Bug 49822

Summary: Add hash lb worker method
Product: Tomcat Connectors Reporter: Ryan Fox <rfox>
Component: CommonAssignee: Tomcat Developers Mailing List <dev>
Status: NEW ---    
Severity: enhancement CC: vinnieashley4ever
Priority: P2 Keywords: PatchAvailable
Version: 1.2.30   
Target Milestone: ---   
Hardware: All   
OS: All   
Attachments: Patch to add hash lb worker method
Patch to add hash lb worker method

Description Ryan Fox 2010-08-25 12:28:50 UTC
Created attachment 25938 [details]
Patch to add hash lb worker method

The attached patch adds a hash method to the LB worker.  This is useful for scenarios where back-end cache affinity is more desirable than other load balancing methods.

This works by taking a hash of the req_uri + query_string, seeding the random number generator with this value, and using the first random number returned mod num_of_workers.  This will consistently send a given uri/query string to a particular worker.  If that worker is unavailable, fall back to default method.
Comment 1 Ryan Fox 2010-08-25 17:23:39 UTC
Created attachment 25941 [details]
Patch to add hash lb worker method

Previous patch was incomplete
Comment 2 Christopher Schultz 2017-09-01 14:42:26 UTC
Note the age of the patch.
Comment 3 Mark Thomas 2021-01-29 16:44:39 UTC
Comment on attachment 25941 [details]
Patch to add hash lb worker method

Repair vandalism
Comment 4 Christopher Schultz 2021-01-29 23:04:44 UTC
I question the quality of this patch. There are a number of issues that I see:

1. The combining of the URI and query string is completely wrong. Only the query string is actually used. I'm not sure if s->query_string can be NULL (instead of simply empty-string), in which case this will crash the process.

2. There is no ensuring that the "req" "combined" URI+query-string is null-terminated. Out-of-bounds read is possible, given that the client controls the inputs.
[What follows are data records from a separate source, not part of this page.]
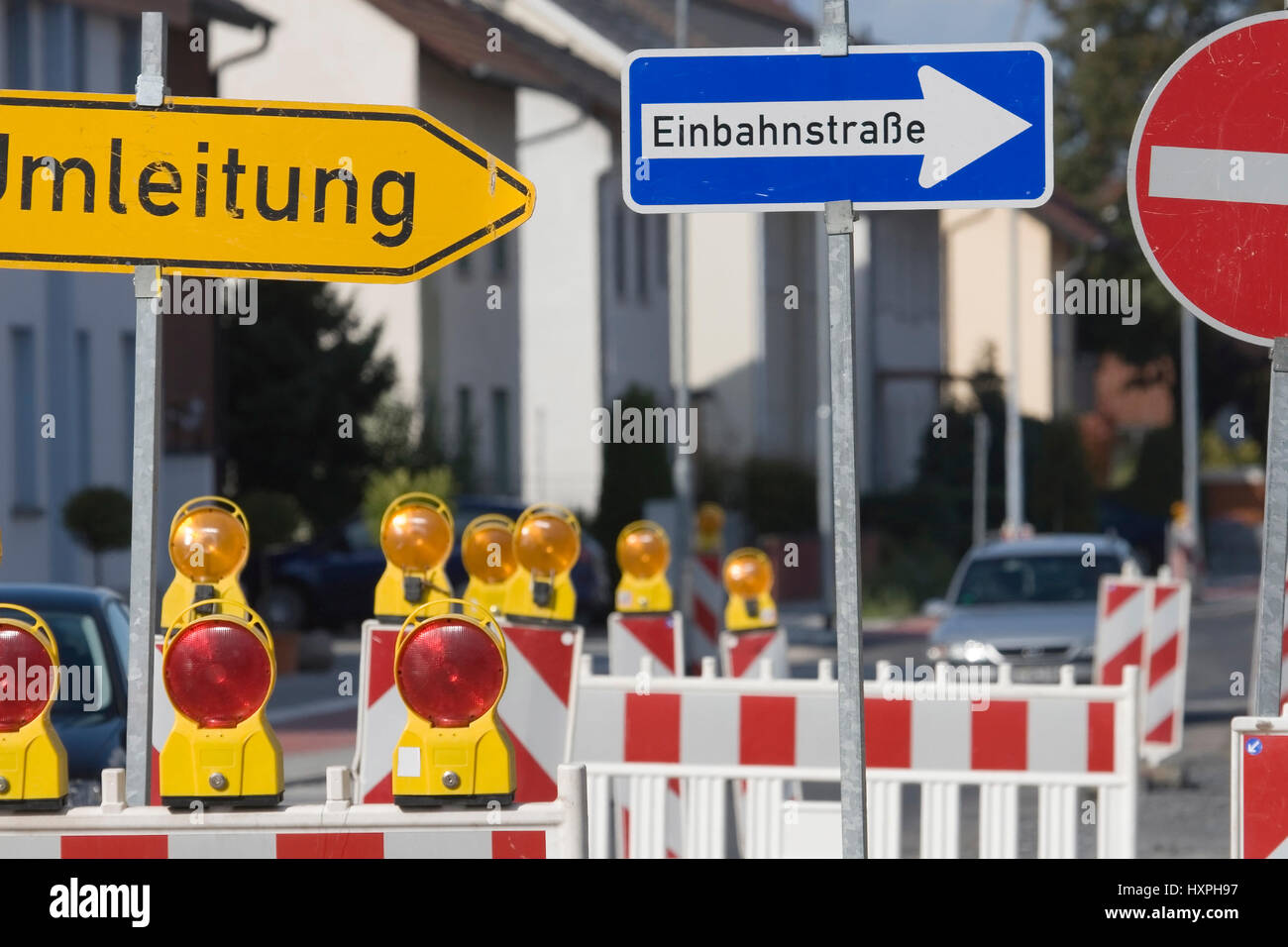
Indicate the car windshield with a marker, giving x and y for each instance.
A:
(85, 681)
(1020, 579)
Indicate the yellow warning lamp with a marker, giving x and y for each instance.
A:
(709, 528)
(33, 759)
(643, 554)
(451, 672)
(416, 539)
(748, 578)
(218, 668)
(487, 552)
(546, 544)
(209, 545)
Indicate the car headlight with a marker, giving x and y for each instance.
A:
(970, 652)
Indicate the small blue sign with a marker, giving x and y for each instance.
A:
(888, 128)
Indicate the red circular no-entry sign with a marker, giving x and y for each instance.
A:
(1209, 178)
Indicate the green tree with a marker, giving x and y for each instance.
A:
(300, 381)
(631, 474)
(99, 519)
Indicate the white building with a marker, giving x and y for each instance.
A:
(67, 339)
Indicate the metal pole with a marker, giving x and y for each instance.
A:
(1190, 436)
(1274, 543)
(150, 93)
(823, 438)
(980, 512)
(682, 466)
(838, 217)
(1014, 432)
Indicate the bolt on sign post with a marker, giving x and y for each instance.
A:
(1209, 191)
(219, 187)
(838, 129)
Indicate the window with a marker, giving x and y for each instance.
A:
(84, 406)
(26, 434)
(501, 440)
(642, 224)
(128, 373)
(18, 50)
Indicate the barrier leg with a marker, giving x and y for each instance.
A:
(999, 817)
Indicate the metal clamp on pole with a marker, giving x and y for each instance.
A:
(838, 218)
(1274, 543)
(150, 93)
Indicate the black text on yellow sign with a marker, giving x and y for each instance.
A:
(222, 187)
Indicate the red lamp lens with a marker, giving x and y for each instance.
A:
(218, 673)
(22, 693)
(450, 672)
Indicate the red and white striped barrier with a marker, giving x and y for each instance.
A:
(747, 654)
(1168, 646)
(336, 828)
(997, 736)
(708, 600)
(1258, 774)
(1122, 621)
(1146, 622)
(634, 635)
(536, 707)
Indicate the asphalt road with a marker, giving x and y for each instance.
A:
(1184, 806)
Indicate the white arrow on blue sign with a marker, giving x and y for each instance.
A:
(888, 128)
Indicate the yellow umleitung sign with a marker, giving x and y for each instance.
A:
(222, 187)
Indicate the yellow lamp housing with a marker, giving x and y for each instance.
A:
(451, 672)
(487, 553)
(643, 554)
(747, 579)
(709, 528)
(209, 547)
(546, 545)
(33, 759)
(219, 669)
(416, 538)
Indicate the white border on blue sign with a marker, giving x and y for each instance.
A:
(858, 205)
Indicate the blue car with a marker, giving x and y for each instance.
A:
(331, 581)
(91, 629)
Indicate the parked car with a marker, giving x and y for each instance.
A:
(91, 628)
(330, 581)
(1029, 603)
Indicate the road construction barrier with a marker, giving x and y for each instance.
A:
(335, 828)
(1146, 622)
(657, 635)
(747, 654)
(1163, 674)
(536, 707)
(940, 735)
(1258, 772)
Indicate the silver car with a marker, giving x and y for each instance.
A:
(1029, 603)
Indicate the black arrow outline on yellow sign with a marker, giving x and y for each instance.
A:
(12, 166)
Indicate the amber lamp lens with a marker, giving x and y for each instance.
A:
(546, 545)
(209, 545)
(643, 552)
(748, 577)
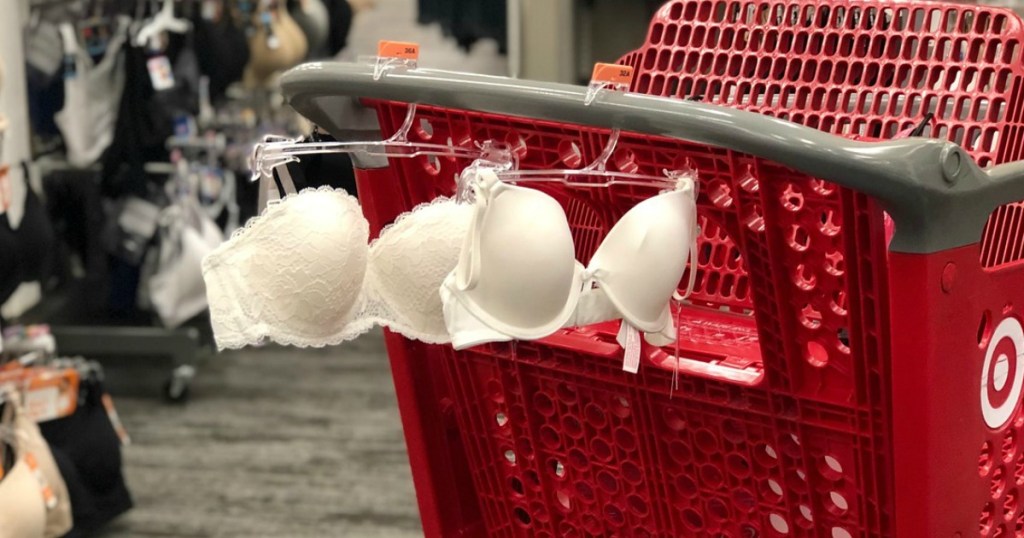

3. There is a race-condition between seeding the PRNG (which is a process-wide change) and obtaining a random number from the PRNG. Two threads running at the same moment can step on each other and the random numbers may not be correct.

4. After hashing, why bother initializing a random-number generator and then generating a single random number? You already have a nice "random number" generated: the hash you just computed. Just use the hash directly.

Also, why not use a standard hashing algorithm? The one here appears to be the ELF hash algorithm[1] which is, I suppose, standard enough. I looked at libapr and it doesn't look like it has any specific hashing algorithms implemented, unless I am very much mistaken. I suppose ELF hash is as good as any out there. Suggestions are welcome.

[1] http://www.sco.com/developers/devspecs/gabi41.pdf pages 94-95, figure 5-12. Also https://en.wikipedia.org/wiki/PJW_hash_function
I wonder if the ELF hash algorithm requires some kind of attribution. It's such a short bit of code it can't really be implemented any other way.